The choice of studying medicine was a decision she explained was in her view the best way to give people assistance both physically and spiritually and she relegated the choice as a true calling of God. Having made this declaration and followed by the testament of her spirit-filled life as a devoted Christian wife, mother, doctor, and spiritual role model to all who knew or had contact with her, there is little argument that St. Gianna was indeed, chosen, by God to serve Him by serving everyone she met. This is the substance of sainthood and seals any pragmatic argument that would say otherwise. Conclusion
As postulated in the introduction, the canonization by the Catholic Church in 2004 of Gianna Beretta Molla as a patron saint of mothers, physicians, and preborn children is a remarkable story of human faith in her religious convictions as both an ethical physician and as a follower of the teachings of God through Jesus Christ his Son. The research and investigation of life of St. Gianna provides a genuine example of a layperson making a genuine choice of action to emulate the even clearer example of the life of Jesus teaching the Word of God as a message of hope and of service.
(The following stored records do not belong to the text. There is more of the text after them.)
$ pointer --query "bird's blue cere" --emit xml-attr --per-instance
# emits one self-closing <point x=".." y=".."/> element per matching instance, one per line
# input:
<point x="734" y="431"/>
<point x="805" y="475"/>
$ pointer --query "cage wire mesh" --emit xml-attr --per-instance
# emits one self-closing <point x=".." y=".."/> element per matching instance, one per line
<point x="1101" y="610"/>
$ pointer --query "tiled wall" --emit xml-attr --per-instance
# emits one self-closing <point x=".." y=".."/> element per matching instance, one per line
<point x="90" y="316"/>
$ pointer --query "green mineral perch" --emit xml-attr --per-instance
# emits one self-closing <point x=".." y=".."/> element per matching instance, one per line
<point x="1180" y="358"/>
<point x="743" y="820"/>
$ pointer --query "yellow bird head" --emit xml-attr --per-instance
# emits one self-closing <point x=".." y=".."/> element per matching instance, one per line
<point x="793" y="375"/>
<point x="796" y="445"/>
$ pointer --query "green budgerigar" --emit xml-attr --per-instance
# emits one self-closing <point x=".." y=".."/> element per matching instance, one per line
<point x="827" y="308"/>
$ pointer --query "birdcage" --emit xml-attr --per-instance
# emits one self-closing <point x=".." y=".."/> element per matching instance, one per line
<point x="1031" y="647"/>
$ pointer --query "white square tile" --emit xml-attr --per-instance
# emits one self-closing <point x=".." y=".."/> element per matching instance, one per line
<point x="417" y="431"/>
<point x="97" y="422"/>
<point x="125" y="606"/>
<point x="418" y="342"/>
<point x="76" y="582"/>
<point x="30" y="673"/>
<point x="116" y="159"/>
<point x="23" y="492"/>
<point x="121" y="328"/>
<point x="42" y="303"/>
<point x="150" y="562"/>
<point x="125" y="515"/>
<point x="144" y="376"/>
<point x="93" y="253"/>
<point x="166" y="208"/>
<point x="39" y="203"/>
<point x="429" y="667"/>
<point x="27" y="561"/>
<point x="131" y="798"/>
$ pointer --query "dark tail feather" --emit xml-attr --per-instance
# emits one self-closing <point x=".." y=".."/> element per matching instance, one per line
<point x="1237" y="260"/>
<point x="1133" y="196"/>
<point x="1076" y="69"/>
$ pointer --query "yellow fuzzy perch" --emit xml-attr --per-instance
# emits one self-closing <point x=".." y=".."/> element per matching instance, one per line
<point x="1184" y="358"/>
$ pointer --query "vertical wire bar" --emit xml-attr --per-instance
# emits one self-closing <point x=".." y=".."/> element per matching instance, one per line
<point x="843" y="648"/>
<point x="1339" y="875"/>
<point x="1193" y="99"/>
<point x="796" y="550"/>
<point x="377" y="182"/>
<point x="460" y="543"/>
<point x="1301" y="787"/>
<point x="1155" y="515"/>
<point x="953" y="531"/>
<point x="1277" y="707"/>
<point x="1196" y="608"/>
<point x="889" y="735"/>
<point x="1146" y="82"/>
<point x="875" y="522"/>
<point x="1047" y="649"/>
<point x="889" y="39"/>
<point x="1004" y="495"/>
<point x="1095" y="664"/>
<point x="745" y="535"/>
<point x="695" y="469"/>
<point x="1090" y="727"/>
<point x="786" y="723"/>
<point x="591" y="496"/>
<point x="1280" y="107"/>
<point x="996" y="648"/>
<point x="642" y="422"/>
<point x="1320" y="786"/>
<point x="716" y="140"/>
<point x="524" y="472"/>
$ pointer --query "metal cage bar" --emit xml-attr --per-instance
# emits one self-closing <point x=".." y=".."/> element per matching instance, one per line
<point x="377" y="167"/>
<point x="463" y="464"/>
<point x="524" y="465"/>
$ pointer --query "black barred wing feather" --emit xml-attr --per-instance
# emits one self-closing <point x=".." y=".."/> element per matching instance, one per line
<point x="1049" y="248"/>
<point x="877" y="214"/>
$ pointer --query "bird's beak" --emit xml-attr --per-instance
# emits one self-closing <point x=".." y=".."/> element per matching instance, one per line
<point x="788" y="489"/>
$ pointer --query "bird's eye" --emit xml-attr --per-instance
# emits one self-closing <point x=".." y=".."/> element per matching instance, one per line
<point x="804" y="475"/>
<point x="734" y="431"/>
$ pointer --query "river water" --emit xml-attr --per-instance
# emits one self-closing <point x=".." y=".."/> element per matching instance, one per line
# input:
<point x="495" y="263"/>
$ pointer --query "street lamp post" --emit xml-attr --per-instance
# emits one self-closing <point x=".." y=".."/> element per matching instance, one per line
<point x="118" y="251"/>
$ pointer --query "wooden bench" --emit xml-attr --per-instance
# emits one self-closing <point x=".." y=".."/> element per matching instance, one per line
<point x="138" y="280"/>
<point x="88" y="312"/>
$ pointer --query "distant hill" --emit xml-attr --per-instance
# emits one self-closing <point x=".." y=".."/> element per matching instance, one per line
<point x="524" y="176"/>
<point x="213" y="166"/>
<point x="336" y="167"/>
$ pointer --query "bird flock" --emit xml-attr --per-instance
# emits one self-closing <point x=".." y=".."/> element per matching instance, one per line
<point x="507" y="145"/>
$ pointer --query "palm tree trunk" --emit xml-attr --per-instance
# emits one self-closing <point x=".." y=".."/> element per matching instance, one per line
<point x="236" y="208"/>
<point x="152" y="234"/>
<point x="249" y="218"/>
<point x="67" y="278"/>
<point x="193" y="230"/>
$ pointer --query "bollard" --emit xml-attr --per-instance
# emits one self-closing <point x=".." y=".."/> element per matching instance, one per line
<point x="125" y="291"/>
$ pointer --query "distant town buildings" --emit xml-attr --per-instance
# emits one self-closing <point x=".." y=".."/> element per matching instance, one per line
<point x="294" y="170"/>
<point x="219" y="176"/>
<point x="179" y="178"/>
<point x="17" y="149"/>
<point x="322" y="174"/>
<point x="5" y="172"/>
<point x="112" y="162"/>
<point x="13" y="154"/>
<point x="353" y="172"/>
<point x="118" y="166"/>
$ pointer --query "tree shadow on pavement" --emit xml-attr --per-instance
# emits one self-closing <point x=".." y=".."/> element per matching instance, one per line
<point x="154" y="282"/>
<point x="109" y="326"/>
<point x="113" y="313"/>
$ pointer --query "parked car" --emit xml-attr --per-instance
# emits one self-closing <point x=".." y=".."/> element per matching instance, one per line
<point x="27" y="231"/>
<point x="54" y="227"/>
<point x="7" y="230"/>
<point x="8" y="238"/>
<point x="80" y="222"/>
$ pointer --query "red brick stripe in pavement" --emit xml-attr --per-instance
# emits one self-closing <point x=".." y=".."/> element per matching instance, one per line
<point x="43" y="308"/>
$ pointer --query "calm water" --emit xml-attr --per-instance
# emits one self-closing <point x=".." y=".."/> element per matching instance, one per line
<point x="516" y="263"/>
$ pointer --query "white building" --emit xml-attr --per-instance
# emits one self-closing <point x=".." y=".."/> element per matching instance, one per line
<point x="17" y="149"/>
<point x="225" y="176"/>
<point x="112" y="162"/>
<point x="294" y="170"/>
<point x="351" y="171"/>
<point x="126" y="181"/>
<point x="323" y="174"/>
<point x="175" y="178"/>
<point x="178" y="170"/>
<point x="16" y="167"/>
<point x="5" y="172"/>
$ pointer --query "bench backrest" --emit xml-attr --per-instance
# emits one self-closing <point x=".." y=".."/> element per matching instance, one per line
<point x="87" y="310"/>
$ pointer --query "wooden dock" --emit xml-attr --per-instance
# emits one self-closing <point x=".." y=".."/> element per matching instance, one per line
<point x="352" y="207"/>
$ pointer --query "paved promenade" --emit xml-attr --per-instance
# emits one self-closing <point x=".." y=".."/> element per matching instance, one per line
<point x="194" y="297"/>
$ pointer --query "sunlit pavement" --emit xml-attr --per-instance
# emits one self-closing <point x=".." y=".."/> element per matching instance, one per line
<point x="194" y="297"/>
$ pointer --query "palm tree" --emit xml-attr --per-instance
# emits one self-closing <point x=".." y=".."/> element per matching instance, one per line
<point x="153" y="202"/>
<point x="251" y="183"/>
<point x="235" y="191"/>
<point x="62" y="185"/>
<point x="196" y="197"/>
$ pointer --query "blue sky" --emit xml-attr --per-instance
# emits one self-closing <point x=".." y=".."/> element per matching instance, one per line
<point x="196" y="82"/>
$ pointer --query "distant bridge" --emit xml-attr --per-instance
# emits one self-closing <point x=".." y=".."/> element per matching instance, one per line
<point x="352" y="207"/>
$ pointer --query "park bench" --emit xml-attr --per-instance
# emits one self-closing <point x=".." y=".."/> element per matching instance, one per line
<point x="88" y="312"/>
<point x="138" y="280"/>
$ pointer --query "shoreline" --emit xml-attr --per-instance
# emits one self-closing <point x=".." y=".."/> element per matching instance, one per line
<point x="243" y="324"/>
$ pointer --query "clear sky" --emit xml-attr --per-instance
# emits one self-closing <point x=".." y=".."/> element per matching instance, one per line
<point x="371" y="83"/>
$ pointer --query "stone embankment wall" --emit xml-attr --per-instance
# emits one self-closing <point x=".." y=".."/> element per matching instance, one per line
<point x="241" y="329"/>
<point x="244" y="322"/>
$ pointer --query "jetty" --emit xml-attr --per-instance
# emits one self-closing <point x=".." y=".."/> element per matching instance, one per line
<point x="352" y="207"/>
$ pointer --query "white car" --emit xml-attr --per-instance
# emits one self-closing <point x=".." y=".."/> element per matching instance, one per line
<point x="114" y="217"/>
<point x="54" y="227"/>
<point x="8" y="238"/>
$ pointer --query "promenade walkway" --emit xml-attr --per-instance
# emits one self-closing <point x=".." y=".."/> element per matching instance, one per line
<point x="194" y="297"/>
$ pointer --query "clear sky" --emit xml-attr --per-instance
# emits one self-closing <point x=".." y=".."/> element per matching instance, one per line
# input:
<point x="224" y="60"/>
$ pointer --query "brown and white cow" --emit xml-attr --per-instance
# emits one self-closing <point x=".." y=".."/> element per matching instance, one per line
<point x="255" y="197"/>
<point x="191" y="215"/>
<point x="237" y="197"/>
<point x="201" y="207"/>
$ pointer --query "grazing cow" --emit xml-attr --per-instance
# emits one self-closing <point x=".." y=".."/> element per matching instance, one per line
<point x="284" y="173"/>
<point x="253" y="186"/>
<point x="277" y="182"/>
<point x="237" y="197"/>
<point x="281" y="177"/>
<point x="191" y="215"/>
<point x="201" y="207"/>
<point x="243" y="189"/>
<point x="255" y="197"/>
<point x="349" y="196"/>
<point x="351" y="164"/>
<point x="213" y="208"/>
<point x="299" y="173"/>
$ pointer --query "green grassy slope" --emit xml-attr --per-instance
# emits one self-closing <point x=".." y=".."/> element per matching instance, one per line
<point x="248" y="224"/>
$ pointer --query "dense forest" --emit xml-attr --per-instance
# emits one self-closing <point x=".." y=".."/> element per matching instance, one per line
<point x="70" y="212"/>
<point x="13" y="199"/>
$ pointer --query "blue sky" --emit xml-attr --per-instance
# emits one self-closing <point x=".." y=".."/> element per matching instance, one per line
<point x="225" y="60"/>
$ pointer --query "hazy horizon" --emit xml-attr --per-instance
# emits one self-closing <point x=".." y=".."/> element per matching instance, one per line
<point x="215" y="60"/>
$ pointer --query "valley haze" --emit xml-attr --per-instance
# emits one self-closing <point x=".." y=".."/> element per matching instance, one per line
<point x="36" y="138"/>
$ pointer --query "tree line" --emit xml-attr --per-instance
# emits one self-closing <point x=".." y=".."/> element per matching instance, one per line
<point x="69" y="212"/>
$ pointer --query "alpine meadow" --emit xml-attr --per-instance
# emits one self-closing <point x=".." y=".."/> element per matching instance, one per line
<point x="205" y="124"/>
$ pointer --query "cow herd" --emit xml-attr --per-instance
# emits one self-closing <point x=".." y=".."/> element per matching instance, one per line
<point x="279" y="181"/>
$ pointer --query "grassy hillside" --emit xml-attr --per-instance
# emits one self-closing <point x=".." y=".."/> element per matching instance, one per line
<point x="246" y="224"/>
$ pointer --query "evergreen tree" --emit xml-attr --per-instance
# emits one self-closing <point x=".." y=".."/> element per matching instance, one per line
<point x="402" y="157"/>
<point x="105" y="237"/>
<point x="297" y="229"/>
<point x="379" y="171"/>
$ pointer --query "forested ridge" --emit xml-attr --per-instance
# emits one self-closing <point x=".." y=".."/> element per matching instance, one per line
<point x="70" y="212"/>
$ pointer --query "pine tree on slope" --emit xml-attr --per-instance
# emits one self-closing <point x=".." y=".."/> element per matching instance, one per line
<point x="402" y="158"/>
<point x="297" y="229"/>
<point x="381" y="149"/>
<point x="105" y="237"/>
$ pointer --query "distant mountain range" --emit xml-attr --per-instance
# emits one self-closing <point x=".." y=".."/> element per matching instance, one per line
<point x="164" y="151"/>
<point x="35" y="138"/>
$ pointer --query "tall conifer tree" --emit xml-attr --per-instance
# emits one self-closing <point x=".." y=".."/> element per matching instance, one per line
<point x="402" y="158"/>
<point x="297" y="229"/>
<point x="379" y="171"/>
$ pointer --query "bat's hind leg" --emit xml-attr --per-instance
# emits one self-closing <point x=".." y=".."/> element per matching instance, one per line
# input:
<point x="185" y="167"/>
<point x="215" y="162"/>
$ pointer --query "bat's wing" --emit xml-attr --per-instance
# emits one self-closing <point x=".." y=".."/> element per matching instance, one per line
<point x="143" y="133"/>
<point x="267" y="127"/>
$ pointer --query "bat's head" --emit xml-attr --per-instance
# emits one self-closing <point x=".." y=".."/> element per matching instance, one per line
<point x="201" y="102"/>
Consequently, the previous discourse provided in this document clearly presented the conviction of Gianna Beretta Mollo as a young Catholic girl convinced God wanted her to serve him as a doctor. With marriage, motherhood, and her work specializing in pediatric medicine every decision St. Gianna made in her life began and ended with the direction of God to serve. This was the case until God took her home on the day she chose to save the life of her fourth and last child sacrificing her life so that an innocent may live. This is truly without argument the stuff of sainthood.
References
Austriaco, N. P. (2011). Biomedicine and Beatitude: An Introduction to Catholic Bioethics. © 2011 The Catholic University of America Press.
Catholic online.com. (2014). St. Giana Beretta Molla. Retrieved from
http://www.catholic.org/saints/saint.php?saint_id=6985
SaintGianna.org. (2014). Saint Gianna Beretta Molla. Retrieved from
http://saintgianna.org/main.htm
McKenna, T. J., (2008). St. Gianna Molla a Modern Day Hero of Divine Love. San Diego: Catholic Action for Faith and Family
Wallace, S. H., & Jablonski, P. E. (2012). Saint Gianna Beretta Molla: The Gift of Life. © 2012, Daughters of Saint Paul.